The exchange offer had been scheduled to expire at 5:00 p.m., New York
City time, on Friday, June 4,
2010. Inverness has been advised that, as of that
time, $98,000,000 in aggregate
principal amount, or approximately 98% of the aggregate principal
amount, of outstanding unregistered 7.875% Senior Notes due 2016
had been validly tendered to the exchange agent by the holders
thereof, including by means of guaranteed delivery.
The exchange agent for the offer is The Bank of New York Mellon
Trust Company, N.A., Corporate Trust Operations, Reorganization
Unit, 101 Barclay Street — 7 East, New
York, NY 10286, Attn: Carolle
Montreuil, (212) 815-5920.
This press release shall not constitute an offer to sell or the
solicitation of an offer to buy any securities, nor shall there be
any sale of securities in any jurisdiction in which such offer,
solicitation or sale would be unlawful prior to registration or
qualification under the securities laws of any such
jurisdiction.
Important Additional Information and Where to Find It
Inverness and its guarantor subsidiaries have filed with the
SEC, and the SEC has declared effective, a Registration Statement
on Form S-4 containing a Prospectus and other documents relating to
the exchange offer. Holders of unregistered notes are urged to read
carefully the Prospectus, any amendments or supplements thereto and
any other relevant documents filed with the SEC when available
because they contain important information. Holders of unregistered
notes will be able to obtain free copies of the Registration
Statement, the Prospectus, any amendments or supplements thereto
and other documents filed with the SEC by Inverness and its
guarantor subsidiaries, when they become available, through the web
site maintained by the SEC at www.sec.gov. Holders of
unregistered notes will also be able to obtain free copies of the
Registration Statement, the Prospectus and any amendments or
supplements thereto, when they become available, from Inverness by
requesting them in writing at Inverness Medical Innovations, Inc.,
51 Sawyer Road, Suite 200, Waltham,
Massachusetts, 02453, telephone (781) 647-3900,
Attention: Secretary.
The exchange offer will only be made pursuant to the Prospectus,
the letter of transmittal and other offering documents initially
filed with the SEC on March 1, 2010,
as amended or supplemented. The exchange offer is scheduled to
expire at 5:00 p.m., New York City time, on June 11, 2010, unless further extended.
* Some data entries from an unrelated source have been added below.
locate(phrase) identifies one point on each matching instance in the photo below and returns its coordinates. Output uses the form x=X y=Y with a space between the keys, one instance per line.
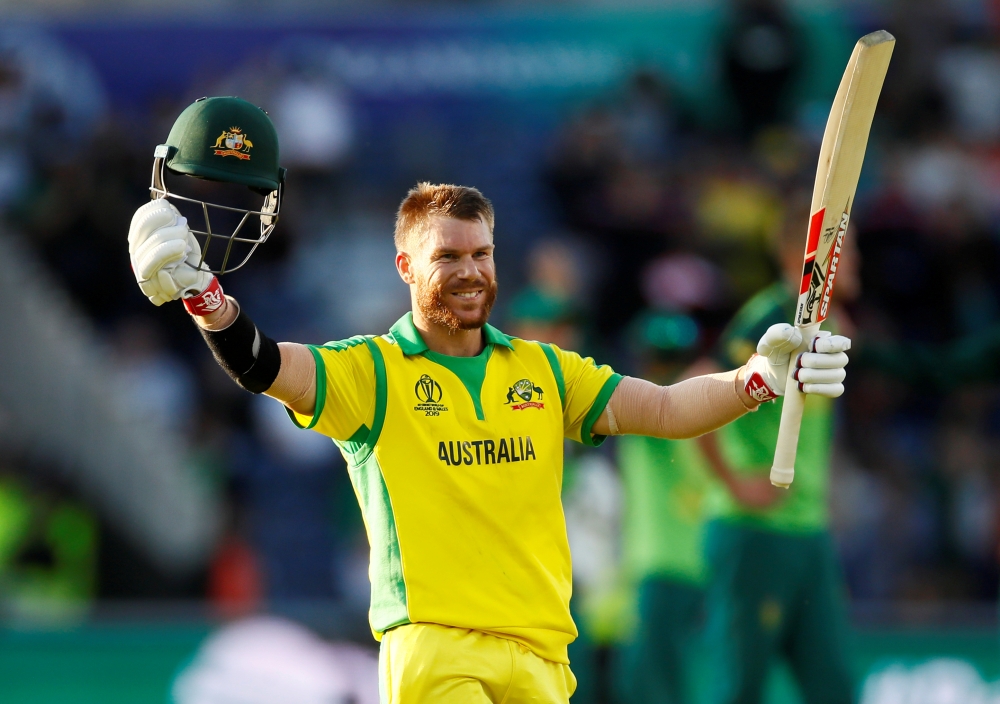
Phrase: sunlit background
x=166 y=537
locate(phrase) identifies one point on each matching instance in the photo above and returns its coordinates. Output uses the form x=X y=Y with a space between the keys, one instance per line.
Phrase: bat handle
x=783 y=469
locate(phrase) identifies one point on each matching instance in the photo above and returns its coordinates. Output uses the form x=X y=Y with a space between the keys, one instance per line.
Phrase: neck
x=460 y=343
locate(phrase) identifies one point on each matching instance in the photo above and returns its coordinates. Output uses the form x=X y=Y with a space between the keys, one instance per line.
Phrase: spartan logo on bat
x=812 y=295
x=429 y=394
x=821 y=283
x=233 y=142
x=524 y=389
x=834 y=262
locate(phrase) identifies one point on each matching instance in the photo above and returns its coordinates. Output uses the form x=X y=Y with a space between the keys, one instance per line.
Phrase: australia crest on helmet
x=233 y=142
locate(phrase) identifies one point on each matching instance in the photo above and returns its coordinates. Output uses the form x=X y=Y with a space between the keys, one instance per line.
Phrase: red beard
x=433 y=308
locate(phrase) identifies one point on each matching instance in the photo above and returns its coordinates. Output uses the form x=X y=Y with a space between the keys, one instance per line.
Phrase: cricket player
x=775 y=589
x=452 y=430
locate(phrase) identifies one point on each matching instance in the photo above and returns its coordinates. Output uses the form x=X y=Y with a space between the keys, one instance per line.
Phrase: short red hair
x=426 y=200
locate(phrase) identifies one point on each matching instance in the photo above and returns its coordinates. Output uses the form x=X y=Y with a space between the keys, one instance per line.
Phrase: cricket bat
x=840 y=159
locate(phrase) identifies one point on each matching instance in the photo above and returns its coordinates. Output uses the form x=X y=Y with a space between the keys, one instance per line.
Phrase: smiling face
x=451 y=273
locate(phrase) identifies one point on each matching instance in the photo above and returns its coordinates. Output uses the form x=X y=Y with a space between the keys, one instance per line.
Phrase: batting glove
x=166 y=256
x=819 y=371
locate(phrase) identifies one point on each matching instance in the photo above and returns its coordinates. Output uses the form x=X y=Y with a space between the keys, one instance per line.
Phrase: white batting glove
x=165 y=255
x=767 y=370
x=819 y=371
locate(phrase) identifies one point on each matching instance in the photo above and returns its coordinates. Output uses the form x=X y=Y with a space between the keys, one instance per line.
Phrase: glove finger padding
x=820 y=376
x=828 y=390
x=825 y=343
x=778 y=342
x=150 y=218
x=157 y=255
x=815 y=360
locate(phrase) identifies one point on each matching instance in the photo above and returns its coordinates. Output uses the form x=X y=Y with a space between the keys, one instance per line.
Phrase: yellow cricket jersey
x=457 y=464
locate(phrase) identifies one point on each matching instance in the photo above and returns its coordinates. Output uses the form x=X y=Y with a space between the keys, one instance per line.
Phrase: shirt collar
x=406 y=335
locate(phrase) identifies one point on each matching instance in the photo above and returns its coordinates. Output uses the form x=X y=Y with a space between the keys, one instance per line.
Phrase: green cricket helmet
x=231 y=141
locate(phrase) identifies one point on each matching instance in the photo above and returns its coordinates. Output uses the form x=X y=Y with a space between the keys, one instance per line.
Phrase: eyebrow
x=452 y=250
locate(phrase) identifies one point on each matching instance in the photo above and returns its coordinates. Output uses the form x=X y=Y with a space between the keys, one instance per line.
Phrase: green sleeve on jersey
x=556 y=370
x=586 y=436
x=381 y=394
x=320 y=392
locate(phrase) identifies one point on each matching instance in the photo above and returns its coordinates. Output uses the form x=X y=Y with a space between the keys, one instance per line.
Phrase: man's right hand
x=165 y=255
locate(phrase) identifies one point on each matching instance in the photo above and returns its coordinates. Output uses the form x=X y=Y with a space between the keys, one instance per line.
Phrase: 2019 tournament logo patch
x=429 y=394
x=233 y=142
x=524 y=389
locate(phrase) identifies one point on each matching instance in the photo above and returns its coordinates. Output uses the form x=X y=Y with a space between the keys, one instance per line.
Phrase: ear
x=403 y=266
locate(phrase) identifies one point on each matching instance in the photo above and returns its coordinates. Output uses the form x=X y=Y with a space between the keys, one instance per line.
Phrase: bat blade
x=840 y=159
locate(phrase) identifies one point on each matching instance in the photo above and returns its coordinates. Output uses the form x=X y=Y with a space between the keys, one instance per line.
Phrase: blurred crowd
x=648 y=210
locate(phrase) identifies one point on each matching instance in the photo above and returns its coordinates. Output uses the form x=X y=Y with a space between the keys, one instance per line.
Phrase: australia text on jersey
x=457 y=452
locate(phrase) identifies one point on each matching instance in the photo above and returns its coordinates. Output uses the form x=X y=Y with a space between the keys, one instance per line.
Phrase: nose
x=467 y=268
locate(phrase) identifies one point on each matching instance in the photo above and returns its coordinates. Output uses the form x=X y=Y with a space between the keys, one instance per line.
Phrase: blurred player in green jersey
x=776 y=589
x=667 y=484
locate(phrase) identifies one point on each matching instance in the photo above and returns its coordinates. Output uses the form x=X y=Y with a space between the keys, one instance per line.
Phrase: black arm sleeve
x=251 y=358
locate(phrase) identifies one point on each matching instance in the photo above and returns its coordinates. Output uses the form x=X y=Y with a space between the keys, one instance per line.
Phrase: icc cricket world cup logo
x=429 y=395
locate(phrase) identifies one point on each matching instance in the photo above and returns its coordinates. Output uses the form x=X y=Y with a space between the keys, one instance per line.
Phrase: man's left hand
x=820 y=370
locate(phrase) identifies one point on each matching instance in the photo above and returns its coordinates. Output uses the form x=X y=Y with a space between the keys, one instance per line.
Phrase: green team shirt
x=667 y=486
x=748 y=443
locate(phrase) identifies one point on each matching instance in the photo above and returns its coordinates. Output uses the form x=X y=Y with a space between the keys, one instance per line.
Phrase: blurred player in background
x=548 y=309
x=453 y=431
x=667 y=485
x=776 y=590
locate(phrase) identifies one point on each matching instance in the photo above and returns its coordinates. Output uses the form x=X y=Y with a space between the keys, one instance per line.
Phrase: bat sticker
x=834 y=260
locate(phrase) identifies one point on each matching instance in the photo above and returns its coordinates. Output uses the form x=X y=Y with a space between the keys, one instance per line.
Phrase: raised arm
x=684 y=410
x=701 y=404
x=165 y=260
x=295 y=381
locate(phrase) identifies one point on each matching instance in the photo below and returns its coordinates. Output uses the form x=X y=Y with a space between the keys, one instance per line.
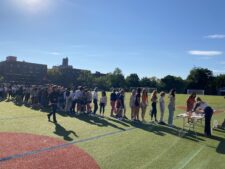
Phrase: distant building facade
x=65 y=64
x=22 y=72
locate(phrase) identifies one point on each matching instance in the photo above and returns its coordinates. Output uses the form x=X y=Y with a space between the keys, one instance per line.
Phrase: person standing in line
x=103 y=102
x=144 y=104
x=132 y=104
x=162 y=107
x=74 y=101
x=95 y=100
x=68 y=100
x=120 y=105
x=113 y=98
x=191 y=102
x=137 y=104
x=203 y=107
x=171 y=106
x=53 y=98
x=154 y=100
x=89 y=100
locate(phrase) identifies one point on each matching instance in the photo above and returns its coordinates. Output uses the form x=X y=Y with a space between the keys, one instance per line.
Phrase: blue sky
x=147 y=37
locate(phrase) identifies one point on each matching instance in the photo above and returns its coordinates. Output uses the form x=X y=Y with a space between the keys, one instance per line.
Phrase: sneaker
x=125 y=117
x=48 y=117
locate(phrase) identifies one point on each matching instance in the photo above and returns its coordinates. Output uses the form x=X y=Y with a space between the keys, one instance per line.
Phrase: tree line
x=198 y=78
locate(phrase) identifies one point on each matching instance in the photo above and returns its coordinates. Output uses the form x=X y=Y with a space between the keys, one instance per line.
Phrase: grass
x=145 y=146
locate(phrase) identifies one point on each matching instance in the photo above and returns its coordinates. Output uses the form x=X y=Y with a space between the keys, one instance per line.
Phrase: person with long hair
x=171 y=106
x=113 y=98
x=137 y=104
x=162 y=107
x=203 y=107
x=144 y=104
x=103 y=102
x=154 y=100
x=191 y=102
x=132 y=103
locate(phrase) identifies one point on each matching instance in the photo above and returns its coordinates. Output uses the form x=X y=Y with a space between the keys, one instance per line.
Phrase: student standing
x=95 y=100
x=137 y=104
x=103 y=102
x=113 y=98
x=171 y=106
x=120 y=104
x=162 y=106
x=132 y=103
x=144 y=104
x=154 y=100
x=53 y=98
x=203 y=107
x=191 y=102
x=68 y=101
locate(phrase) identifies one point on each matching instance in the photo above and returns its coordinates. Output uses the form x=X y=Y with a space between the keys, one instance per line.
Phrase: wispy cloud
x=215 y=36
x=205 y=52
x=216 y=71
x=54 y=53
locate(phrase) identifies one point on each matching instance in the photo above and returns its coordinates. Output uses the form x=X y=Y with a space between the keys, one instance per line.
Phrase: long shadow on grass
x=221 y=147
x=62 y=132
x=96 y=120
x=163 y=130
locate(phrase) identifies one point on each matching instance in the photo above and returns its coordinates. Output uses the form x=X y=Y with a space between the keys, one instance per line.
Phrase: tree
x=85 y=78
x=132 y=80
x=117 y=79
x=201 y=78
x=145 y=82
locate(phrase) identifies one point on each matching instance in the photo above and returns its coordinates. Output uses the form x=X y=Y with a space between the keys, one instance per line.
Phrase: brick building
x=22 y=72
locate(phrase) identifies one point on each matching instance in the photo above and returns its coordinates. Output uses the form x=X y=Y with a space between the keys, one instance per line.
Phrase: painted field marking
x=20 y=117
x=186 y=161
x=16 y=156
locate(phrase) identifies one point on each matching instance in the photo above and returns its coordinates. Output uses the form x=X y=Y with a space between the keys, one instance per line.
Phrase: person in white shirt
x=68 y=100
x=89 y=100
x=95 y=100
x=162 y=107
x=132 y=103
x=103 y=102
x=203 y=107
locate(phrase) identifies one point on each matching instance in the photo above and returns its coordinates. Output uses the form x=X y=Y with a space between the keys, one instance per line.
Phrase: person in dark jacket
x=53 y=98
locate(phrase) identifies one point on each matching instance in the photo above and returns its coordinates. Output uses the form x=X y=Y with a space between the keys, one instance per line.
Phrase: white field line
x=186 y=161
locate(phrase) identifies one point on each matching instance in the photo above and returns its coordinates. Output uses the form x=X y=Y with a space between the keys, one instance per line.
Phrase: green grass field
x=123 y=144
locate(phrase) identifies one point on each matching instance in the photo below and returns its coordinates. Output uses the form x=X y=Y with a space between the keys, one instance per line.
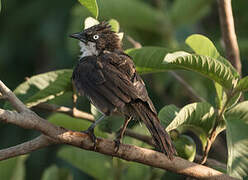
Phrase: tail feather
x=160 y=136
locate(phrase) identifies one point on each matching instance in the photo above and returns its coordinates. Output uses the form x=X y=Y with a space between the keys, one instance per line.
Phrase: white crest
x=88 y=49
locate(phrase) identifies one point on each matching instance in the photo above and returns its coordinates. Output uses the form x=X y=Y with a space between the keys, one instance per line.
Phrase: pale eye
x=95 y=37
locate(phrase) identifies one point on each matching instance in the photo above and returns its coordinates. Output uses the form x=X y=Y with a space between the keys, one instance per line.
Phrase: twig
x=28 y=119
x=228 y=33
x=128 y=132
x=27 y=147
x=147 y=139
x=71 y=112
x=187 y=87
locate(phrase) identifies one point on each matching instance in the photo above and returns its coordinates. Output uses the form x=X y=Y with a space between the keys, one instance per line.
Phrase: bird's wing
x=110 y=81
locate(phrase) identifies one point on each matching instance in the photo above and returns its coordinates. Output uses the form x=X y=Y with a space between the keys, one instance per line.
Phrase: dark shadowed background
x=34 y=39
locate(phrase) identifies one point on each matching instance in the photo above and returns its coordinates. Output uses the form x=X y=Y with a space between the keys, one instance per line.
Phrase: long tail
x=160 y=136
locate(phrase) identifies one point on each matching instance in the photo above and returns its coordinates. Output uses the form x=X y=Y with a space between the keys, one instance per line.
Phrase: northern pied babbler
x=107 y=76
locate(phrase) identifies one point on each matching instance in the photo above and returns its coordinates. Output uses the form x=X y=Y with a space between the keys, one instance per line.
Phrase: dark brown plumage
x=109 y=79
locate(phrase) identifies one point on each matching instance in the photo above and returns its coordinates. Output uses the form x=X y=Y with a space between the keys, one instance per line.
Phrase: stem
x=214 y=133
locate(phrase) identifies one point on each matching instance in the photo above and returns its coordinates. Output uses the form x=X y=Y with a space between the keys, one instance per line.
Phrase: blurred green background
x=34 y=39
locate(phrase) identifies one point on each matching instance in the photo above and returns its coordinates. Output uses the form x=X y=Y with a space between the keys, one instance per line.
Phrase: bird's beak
x=80 y=36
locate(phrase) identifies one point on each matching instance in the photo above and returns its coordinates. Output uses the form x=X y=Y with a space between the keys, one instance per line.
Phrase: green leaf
x=167 y=114
x=197 y=117
x=89 y=22
x=71 y=123
x=55 y=173
x=92 y=163
x=207 y=66
x=237 y=140
x=183 y=12
x=43 y=87
x=203 y=46
x=148 y=59
x=13 y=168
x=242 y=84
x=91 y=5
x=135 y=14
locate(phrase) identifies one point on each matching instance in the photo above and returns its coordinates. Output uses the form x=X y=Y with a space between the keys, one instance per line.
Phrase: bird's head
x=98 y=38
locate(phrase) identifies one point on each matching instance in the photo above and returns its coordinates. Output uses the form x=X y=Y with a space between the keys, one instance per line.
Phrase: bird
x=106 y=75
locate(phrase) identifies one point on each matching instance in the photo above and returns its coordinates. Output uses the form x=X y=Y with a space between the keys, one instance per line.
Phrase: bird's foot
x=90 y=132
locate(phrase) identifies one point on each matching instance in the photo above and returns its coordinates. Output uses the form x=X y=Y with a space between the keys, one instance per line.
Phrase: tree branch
x=28 y=119
x=228 y=33
x=27 y=147
x=66 y=110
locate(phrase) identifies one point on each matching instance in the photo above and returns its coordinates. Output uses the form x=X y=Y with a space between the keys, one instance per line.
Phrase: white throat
x=88 y=49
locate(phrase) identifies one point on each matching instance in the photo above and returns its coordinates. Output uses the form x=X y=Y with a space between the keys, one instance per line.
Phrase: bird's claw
x=93 y=138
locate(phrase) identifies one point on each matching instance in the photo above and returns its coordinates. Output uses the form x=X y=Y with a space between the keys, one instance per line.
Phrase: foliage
x=158 y=29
If the
exchange offer is further extended, Inverness will notify the
exchange agent for the offer and issue a press release announcing
the extension on or before 9:00 a.m.
New York City time on the first
business day following the date the exchange offer was scheduled to
expire.
Forward Looking Statements
This press release may contain forward-looking statements within
the meaning of the federal securities laws. These statements
reflect Inverness' current views with respect to future events and
are based on management's current assumptions and information
currently available. Actual results may differ materially due to
numerous factors including the risks and uncertainties described in
Inverness' Annual Report on Form 10-K/A for the year ended
December 31, 2009, and other factors identified from time to
time in its filings with the Securities and Exchange Commission.
Inverness undertakes no obligation to update any forward-looking
statements contained herein.
SOURCE Inverness Medical Innovations, Inc.